I spent quite a few hours doing the things I detail below, so this post went out 11/05. Sue me :)
Linux (desktop), Linux (server), BSD
Every day that passes I realize how much more I need to be learning Linux and BSD. I am taking the LFCS exam by end of month, and I've already decided I will take it on the CentOS 7 flavor. But, since I don't work with Linux day to day, it's tough to really use it every day if all my machines are Windows.
Well, nothing beats hands-on learning - so today I decided to move at least one of my laptops permanently to Ubuntu 16.04 LTS. Before you tell me to switch to mac, please know that I'm not a fan of Apple and their overpriced, locked-in model, so it's either Linux or BSD for me. For my parents though, Apple it is, and they are happy with it so I'm happy with that too.
There's lots, lots more info on Google for Ubuntu than there is for OpenBSD, so if I'm going to be productive on my laptop, I'll start with Ubuntu, and when I actually have a better idea of what I'm doing, I'll move to a BSD. Truth is, lots of concepts about unix are the same on both platforms, so I'm taking "the easy road" for now until I get better at all this.
So hopefully this is the beginning of my Ubuntu->CentOS->OpenBSD journey. I also have a Raspberry Pi3 that is running Raspbian on ARM, so hopefully when I get to programming I can see some differences too! Hopefully all of this gives me enough exposure to both Debian and RedHat based systems.
Moving one of my laptops to Linux
I am writing this from inside the fruits of my labor - spent Friday night installing Ubuntu 16.04.1 LTS on my Acer ES1-111M. This time I stopped the dual boot non-sense - the recommendations I made in that post only lasted until the next upgrade. I don't have time for all that, so I grabbed a spare SSD I had around and decided I am committing to Ubuntu on this laptop for the long term.

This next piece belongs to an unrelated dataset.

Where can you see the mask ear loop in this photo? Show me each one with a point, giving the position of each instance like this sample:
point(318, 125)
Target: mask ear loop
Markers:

Now, you know I like this laptop from my previous post, but the problem is you can't get it anymore. My wife liked it a lot too - it's small and convenient and with max ram and SSD it works perfectly fine. She wanted a similar one, and on Amazon Prime day I ended up getting her the Lenovo 11e 3rd gen, which already came with the 8GB of ram and a 128GB SSD (m2 sata btw), for $250. She has liked it so far - most of her gripes are from Windows 10, and not the hardware. The keyboard on that is much better than on the Acer, and the screen is a bit better, but it does bring in a fan :( I see you can get it for $300 now - I left my affiliate link to it below and in the hyperlink above.
My point is - you can always find a really cheap, small laptop, especially when sale season time comes around (black friday, wink wink). It's amazing the value you can get for 15 inch laptops, but 12" is just such a convenient size - what's better than a laptop you can tuck anywhere and even if you lose/break it, it doesn't hurt since it was so cheap?
Anyways, back to this laptop on Ubuntu. I made a quick post with the installation details in my IT Learning blog - let me know if you make the switch and I can help in any way, but my first recommendation is to try installing it with a few different distros and options and see what works out of the box and what doesn't.